En réponse à l’éditorial de Vincent Brousseau-Pouliot, « Oui à la protection du français, non à la disposition de dérogation », publié le 9 octobre

Dans un texte paru le 9 octobre dernier, Vincent Brousseau-Pouliot commente l’usage de la disposition de souveraineté parlementaire (aussi appelée clause dérogatoire) dans le projet de loi 96 visant à renforcer la loi 101, et ce, en évoquant certains de mes résultats de recherche. Il s’oppose à cet usage parce qu’il ne serait pas utile sur le plan juridique, le projet de loi 96 étant conforme aux chartes des droits, qu’il ne faudrait jamais utiliser cette disposition de manière préventive et qu’elle n’aurait véritablement été utilisée qu’à trois reprises.

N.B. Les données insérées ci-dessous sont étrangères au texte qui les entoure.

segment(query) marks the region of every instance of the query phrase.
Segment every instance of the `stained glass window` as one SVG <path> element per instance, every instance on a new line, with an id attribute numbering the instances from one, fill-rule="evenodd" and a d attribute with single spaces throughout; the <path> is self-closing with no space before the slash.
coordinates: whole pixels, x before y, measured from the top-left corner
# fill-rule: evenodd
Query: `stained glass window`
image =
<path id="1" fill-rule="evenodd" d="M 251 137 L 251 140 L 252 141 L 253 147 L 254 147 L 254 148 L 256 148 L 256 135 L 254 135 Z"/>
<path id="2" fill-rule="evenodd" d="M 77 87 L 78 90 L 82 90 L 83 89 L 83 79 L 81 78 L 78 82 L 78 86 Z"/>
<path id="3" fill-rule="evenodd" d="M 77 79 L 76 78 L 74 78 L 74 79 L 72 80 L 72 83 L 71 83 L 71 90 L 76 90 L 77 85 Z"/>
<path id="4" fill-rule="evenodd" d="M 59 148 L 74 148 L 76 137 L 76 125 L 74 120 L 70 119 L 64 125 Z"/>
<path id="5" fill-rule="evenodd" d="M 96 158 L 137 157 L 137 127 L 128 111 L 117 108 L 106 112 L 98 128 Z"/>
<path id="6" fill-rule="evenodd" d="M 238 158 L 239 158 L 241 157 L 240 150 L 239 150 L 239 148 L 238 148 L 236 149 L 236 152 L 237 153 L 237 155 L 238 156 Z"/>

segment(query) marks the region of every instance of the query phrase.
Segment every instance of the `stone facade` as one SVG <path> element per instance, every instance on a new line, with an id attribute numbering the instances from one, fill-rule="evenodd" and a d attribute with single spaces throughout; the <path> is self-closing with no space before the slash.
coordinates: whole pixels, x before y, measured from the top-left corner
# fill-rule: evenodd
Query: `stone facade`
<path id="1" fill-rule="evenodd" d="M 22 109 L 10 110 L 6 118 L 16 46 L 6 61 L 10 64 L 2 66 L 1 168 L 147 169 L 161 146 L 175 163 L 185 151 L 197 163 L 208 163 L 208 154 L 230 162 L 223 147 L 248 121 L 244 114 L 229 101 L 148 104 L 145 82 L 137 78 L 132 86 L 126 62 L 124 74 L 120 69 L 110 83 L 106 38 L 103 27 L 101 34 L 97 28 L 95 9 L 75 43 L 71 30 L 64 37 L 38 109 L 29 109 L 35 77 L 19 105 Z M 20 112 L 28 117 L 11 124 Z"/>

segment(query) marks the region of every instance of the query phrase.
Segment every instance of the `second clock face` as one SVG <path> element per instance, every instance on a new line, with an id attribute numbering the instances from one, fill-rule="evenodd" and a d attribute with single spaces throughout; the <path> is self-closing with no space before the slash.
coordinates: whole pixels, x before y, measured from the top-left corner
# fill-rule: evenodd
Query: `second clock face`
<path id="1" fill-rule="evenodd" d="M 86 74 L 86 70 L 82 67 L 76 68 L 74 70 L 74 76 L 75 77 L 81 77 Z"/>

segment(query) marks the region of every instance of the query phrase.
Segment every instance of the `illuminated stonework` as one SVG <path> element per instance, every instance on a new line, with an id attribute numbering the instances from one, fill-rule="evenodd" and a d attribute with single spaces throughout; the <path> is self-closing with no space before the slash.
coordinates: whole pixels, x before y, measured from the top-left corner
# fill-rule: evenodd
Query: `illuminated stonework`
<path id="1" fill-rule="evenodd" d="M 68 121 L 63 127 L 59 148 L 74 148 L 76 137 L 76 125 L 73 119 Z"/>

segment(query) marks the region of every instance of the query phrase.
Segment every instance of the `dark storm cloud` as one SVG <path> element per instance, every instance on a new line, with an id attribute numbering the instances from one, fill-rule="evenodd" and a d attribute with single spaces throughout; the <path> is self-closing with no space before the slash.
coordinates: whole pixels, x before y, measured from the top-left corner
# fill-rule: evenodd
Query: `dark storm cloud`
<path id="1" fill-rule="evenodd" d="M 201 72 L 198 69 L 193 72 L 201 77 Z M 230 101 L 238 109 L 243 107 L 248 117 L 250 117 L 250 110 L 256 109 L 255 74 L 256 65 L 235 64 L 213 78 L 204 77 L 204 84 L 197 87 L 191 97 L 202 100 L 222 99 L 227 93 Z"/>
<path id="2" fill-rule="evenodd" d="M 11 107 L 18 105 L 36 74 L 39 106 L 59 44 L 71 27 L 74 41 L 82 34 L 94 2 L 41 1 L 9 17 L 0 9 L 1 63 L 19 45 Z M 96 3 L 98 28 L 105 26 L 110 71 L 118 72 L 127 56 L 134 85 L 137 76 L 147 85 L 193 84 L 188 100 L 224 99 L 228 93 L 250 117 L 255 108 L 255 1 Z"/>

Ce projet de loi a beau paraître conforme aux interprétations actuelles de ces chartes, rien ne garantit qu’il sera conforme à leurs futures interprétations. Rappelons-nous qu’au printemps dernier, un juge a interprété le droit des anglophones à une instruction dans leur langue comme interdisant au Québec d’imposer aux enseignants des écoles anglaises une règle les obligeant à enseigner à visage découvert ! Une telle interprétation était plus qu’improbable au moment d’adopter cette règle. Seul un usage préventif de la disposition de souveraineté parlementaire aurait pu empêcher cela (ce qui n’était pas possible dans ce cas puisque ce droit est à l’abri de cette clause).

Ce n’est pas pour rien que cette disposition peut être utilisée à titre préventif, donc avant une décision jugeant une loi contraire à une des chartes. Les élus qui ont adopté ces chartes auraient pu rendre cette disposition utilisable seulement après un tel jugement. Ils ont plutôt choisi d’en permettre l’usage préventif et ce choix a été confirmé par la Cour suprême.

Sur les cents quelques cas d’usages de cette disposition survenus depuis l’adoption de ces chartes, seuls deux cas sont survenus après un tel jugement. L’usage préventif est donc la règle et non l’exception.

Prétendre que cette disposition n’aurait véritablement été utilisée qu’à trois reprises est en total décalage par rapport à ce que démontre la littérature scientifique. Pour arriver à ce chiffre de trois, M. Brousseau-Pouliot calcule comme correspondant à un seul usage de la disposition des lois invoquant à plusieurs reprises cette disposition et exclut de son calcul les lois l’invoquant lorsque, à son avis, cette invocation n’a pas d’effet juridique réel considérant que ces lois seraient conformes aux chartes. Mais pour démontrer un tant soit peu cette prétendue absence d’effet juridique réel, il faudrait qu’il produise autant d’avis juridiques confirmant cette conformité qu’il y a eu de cas d’usage d’une disposition et donc plus d’une centaine d’avis.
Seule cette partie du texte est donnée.